Die Schlagerwelt trauert um Gerd Leienbach. Der Sänger, Moderator und Komiker ist im Alter von 79 Jahren gestorben, wie das Portal „schlagerprofis.de“ meldet. Die Todesursache ist bislang nicht bekannt. Leienbach galt als einer der kreativsten Köpfe der deutschen Unterhaltung, der in mehreren Medien zuhause war: auf der Bühne, im Radio und im Fernsehen. Mit seiner Mischung aus Schlager, Humor und Parodie prägte er eine ganze Ära – und hinterlässt nun eine spürbare Lücke in der Szene.
Sein Freund und Kollege, der Radiomoderator Ecki Stieg, bestätigt den tragischen Verlust via Facebook: „Mit großer Bestürzung habe ich soeben erfahren müssen, dass Gerd Leienbach verstorben ist. Neben Torsten Römling war er mein Ziehvater, Lehrer und Mentor bei radio ffn, hat mich motiviert und an mich geglaubt, als ich es selbst (noch) nicht tat. Ich verdanke ihm unendlich viel und ich hätte ihm das gerne nochmal persönlich gesagt. [...] Ich bin zutiefst erschüttert und traurig“, heißt es in seinem Statement.
Iljan Darc: Gerd Leienbachs Anfänge im Schlager
Gerd Leienbach startete in den Siebzigerjahren als Schlagersänger unter dem Künstlernamen Iljan Darc durch. Ab 1972 veröffentlichte er mehrere Titel, darunter seine Debütsingle „Mädchen komm“. Der Song war eine deutschsprachige Version des britischen Hits „Mouldy Old Dough“ der Band Lieutenant Pigeon aus demselben Jahr. Mit dieser frühen Phase legte Leienbach den Grundstein für seinen Ruf als wandlungsfähiger Entertainer.

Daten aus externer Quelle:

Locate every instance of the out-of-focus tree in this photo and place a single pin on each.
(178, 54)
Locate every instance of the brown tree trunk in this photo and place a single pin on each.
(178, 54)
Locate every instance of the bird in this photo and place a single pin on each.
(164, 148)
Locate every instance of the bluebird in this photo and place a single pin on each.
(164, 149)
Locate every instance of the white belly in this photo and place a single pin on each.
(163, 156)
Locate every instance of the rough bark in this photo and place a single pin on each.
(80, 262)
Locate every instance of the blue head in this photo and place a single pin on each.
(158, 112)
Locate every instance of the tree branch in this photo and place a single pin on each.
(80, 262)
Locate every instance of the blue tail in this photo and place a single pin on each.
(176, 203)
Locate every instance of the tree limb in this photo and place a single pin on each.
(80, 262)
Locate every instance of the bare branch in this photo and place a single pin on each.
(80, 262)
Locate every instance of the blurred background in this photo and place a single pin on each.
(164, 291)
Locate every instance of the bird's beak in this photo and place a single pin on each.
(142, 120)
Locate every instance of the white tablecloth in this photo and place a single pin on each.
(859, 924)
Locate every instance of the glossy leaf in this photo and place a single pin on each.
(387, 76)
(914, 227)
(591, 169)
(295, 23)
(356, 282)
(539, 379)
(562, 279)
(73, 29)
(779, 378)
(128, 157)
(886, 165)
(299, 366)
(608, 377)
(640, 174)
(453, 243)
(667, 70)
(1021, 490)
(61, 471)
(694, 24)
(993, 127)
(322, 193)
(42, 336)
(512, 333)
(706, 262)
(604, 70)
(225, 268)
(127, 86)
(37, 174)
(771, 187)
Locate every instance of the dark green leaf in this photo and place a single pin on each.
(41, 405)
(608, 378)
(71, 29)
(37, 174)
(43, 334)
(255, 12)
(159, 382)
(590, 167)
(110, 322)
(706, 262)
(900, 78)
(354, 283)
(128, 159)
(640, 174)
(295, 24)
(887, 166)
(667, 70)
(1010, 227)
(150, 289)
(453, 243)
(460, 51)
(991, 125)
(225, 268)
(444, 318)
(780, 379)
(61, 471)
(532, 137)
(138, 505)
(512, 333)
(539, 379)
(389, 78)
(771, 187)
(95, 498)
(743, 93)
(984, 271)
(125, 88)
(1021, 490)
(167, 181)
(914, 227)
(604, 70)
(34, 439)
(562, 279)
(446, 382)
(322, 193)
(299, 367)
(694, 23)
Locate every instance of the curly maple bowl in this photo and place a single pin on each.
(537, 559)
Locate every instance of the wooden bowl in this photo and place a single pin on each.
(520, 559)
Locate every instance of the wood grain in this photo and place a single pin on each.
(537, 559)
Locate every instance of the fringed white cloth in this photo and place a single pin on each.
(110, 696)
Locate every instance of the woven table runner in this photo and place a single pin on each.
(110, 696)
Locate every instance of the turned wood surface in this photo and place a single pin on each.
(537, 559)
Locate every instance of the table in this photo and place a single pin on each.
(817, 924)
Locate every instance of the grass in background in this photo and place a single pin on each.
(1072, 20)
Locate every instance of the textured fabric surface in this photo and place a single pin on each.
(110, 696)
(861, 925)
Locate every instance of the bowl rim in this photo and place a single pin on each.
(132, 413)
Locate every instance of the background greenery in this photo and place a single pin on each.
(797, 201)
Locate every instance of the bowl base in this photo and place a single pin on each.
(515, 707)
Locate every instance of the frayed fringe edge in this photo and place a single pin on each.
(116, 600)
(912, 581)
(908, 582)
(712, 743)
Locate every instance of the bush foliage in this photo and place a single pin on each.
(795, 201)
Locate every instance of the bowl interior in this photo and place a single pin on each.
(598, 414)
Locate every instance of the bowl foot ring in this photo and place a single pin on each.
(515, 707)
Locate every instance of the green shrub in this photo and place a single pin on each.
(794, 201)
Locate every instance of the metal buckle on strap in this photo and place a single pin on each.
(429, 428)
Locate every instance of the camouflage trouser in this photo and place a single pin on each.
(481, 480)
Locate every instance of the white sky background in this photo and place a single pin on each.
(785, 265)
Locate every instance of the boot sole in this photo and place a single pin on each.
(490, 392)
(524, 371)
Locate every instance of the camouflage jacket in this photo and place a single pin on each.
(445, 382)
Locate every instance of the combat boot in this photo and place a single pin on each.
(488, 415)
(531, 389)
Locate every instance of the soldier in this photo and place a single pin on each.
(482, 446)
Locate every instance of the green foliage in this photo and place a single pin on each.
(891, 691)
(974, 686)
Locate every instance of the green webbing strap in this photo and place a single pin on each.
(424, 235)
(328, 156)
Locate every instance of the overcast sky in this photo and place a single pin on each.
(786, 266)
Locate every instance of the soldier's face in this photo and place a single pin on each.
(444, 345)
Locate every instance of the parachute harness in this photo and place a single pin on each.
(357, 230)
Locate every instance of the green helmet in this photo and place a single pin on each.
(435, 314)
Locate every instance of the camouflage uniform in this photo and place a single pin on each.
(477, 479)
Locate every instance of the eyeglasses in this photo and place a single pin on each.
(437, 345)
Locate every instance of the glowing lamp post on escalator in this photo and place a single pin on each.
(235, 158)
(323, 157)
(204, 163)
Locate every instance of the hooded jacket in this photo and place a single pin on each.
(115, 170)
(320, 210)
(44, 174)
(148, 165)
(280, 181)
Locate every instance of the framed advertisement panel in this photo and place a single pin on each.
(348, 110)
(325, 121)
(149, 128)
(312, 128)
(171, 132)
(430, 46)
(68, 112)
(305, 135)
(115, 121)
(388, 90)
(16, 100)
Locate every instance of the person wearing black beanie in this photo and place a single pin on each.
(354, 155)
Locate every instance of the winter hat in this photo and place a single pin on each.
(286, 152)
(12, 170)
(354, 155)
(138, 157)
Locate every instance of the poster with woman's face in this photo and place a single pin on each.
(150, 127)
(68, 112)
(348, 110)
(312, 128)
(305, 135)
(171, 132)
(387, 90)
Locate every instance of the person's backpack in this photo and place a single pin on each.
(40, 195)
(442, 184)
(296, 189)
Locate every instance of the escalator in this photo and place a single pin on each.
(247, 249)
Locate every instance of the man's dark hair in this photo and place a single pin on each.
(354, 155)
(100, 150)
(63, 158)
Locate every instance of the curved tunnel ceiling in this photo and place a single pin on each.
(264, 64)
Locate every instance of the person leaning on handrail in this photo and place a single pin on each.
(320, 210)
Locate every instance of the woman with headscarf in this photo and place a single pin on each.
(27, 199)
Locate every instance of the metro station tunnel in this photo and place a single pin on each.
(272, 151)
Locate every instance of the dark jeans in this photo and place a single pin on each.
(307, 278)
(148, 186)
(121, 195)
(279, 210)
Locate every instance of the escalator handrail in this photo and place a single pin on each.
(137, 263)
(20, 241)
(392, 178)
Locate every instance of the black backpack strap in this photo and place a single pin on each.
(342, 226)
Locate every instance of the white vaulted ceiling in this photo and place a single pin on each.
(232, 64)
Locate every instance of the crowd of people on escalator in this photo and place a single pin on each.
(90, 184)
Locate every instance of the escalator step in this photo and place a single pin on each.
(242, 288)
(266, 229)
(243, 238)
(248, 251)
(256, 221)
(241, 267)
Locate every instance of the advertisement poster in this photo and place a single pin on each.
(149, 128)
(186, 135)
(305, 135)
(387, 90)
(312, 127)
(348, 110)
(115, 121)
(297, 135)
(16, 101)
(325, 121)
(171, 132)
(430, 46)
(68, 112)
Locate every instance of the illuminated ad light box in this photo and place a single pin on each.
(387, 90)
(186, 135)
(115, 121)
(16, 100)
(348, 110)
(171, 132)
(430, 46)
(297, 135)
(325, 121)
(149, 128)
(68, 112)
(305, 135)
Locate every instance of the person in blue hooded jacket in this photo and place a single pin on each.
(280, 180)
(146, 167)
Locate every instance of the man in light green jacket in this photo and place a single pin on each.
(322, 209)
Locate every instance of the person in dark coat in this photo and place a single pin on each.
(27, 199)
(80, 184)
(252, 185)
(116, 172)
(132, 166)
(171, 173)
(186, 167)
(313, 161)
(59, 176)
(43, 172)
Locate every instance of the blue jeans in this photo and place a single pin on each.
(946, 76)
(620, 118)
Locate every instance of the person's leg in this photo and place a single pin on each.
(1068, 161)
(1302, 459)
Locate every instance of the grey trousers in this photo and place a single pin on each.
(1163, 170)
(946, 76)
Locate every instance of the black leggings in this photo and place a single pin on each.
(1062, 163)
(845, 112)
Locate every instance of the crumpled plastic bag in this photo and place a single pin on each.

Duo „Fix & Fertig“: Parodien werden Kult
Einen besonderen Platz in der Schlagergeschichte sicherte sich Leienbach Ende der Achtzigerjahre mit dem Duo Fix & Fertig, das er 1988 gemeinsam mit Produzent Axel Breitung gründete. Mit unterhaltsamen Parodien bekannter deutschsprachiger Hits trafen sie den Nerv der Zeit und feierten große Erfolge. Bis zur Auflösung 1990 veröffentlichte das Duo das Studioalbum „Fix & Fertig“ und weitere Songs. Kultstatus erreichten Songs wie „Der blonde Hans von der Bundesbahn“ und die Matthias-Reim-Parodie „Verdammt, ich schieb dich“.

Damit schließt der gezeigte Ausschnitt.